Ici commencent les choses sérieuses: par crainte des embuscades et bombes artisanales, le convoi avance à tâtons sur une piste de terre caillouteuse. "Les insurgés ont posé des mines partout", peste le colonel Shirin Agha.

A peine a-t-il prononcé ces paroles qu'une puissante explosion retentit un peu plus loin sur la route. "Une bombe, mais heureusement pas de victimes", soupire-t-il.

Entre mines et autres menaces, il faut une journée aux troupes pour s'enfoncer d'une trentaine de kilomètres dans cette campagne démunie, dont les habitants regardent stupéfaits le défilé militaire.

La première escarmouche survient au crépuscule. Arrivés au sommet d'une colline, les soldats sont surpris par des tirs semblant jaillir de nulle part.

"Ils sont tout autour, difficile de savoir où précisément", lâche le sergent Ahmad Qais, un trompe-la-mort toujours en première ligne, bandana noir et rouge sur la tête.

Les soldats afghans déchargent des mortiers et un canon des camions et tirent bientôt à feu nourri sur les montagnes enneigées qui encerclent la vallée.

Cela durera une demi-heure, sans qu'il soit vraiment possible de savoir à la fin si les insurgés ont été éliminés ou s'ils ont opéré une retraite stratégique. Le commandement décide de passer la nuit sur place, malgré le froid mordant.

Au petit matin, des soldat font un brin de toilette dans la rivière. Bulbul Shah s'étire en grimaçant après avoir dormi dans la remorque d'un pick-up: "Je n'avais qu'une couverture pour me tenir chaud. C'est dur, mais c'est la vie de soldat".

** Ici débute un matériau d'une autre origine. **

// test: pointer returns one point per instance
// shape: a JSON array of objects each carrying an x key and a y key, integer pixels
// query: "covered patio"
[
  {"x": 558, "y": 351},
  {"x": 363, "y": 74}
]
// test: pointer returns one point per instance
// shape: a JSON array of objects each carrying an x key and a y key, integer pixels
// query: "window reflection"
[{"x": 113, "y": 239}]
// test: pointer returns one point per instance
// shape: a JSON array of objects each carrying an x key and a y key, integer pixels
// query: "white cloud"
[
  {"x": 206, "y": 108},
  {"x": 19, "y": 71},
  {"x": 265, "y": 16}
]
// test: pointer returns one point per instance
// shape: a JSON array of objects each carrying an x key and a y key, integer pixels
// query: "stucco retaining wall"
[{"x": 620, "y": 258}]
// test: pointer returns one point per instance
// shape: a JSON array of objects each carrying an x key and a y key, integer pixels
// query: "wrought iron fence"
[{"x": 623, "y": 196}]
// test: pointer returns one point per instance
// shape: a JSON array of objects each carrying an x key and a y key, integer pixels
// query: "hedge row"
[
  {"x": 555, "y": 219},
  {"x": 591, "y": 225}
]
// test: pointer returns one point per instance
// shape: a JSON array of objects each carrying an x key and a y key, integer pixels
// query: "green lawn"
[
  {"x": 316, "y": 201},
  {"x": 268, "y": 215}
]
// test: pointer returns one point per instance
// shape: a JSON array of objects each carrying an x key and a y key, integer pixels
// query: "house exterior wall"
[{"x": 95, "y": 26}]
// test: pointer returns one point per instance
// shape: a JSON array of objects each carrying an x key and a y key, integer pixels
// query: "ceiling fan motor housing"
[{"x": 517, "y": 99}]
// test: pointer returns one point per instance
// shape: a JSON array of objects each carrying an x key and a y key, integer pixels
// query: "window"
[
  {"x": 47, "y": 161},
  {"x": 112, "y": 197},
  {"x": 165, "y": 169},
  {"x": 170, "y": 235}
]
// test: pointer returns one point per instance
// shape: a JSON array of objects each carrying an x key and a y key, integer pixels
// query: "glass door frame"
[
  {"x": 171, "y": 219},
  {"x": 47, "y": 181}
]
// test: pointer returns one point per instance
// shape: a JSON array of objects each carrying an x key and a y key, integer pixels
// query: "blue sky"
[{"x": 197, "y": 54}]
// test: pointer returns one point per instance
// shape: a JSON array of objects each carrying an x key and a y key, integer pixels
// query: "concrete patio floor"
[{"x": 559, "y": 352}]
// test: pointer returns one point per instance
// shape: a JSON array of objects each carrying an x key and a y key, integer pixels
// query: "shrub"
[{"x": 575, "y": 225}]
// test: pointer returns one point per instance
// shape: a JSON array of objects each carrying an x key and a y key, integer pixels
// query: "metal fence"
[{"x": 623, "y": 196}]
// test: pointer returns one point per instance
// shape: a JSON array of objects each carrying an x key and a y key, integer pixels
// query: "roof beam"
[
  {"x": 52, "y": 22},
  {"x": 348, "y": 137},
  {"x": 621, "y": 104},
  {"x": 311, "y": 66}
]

L'offensive reprend dans la matinée: l'artillerie, appuyée par des avions de combat A10 américains, pilonne sans relâche la vallée, zones civiles y compris. Avec à la baguette le colonel Zubair Ahmad, un rouquin énergique qui vocifère ses ordres au talkie-walkie depuis un surplomb rocailleux.

Au bout de trois heures, il signale la fin des tirs. "La zone est sécurisée".

Le convoi reprend sa route et s'arrête dans un petit village pour bivouaquer.

Il est midi, les soldats éprouvés se jettent sur un puits pour se désaltérer, avant de faire la queue devant une immense marmite en quête d'une assiette de riz et d'un bout de viande. Leur premier repas chaud depuis le départ de la base, la veille au matin.

Le soleil est généreux, l'ambiance détendue, les soldats plaisantent. Mais quelques minutes plus tard, les assiettes volent: le village est attaqué par les talibans, malgré le bombardement intensif de la matinée.

Les soldats sont surpris, mais bien mieux équipés, et leur riposte est implacable: fusils d'assaut, mitrailleuses lourdes et bazookas déchargent un torrent de feu. Et les A10 resurgissent pour canarder la montagne.

En dix minutes, tout est terminé. "C'était une embuscade", explique le sergent Qais en rechargeant son fusil d'assaut.

A en croire le général Lawang, l'opération "Aigle 30" a été un "franc succès" et les insurgés ont connu une déroute sans précédent.

Réalité, ou exercice de communication? Comment assurer que les talibans ne reviendront pas l'an prochain dans cette vallée harceler les troupes du futur président, et cette fois sans le soutien des A10 de l'Otan?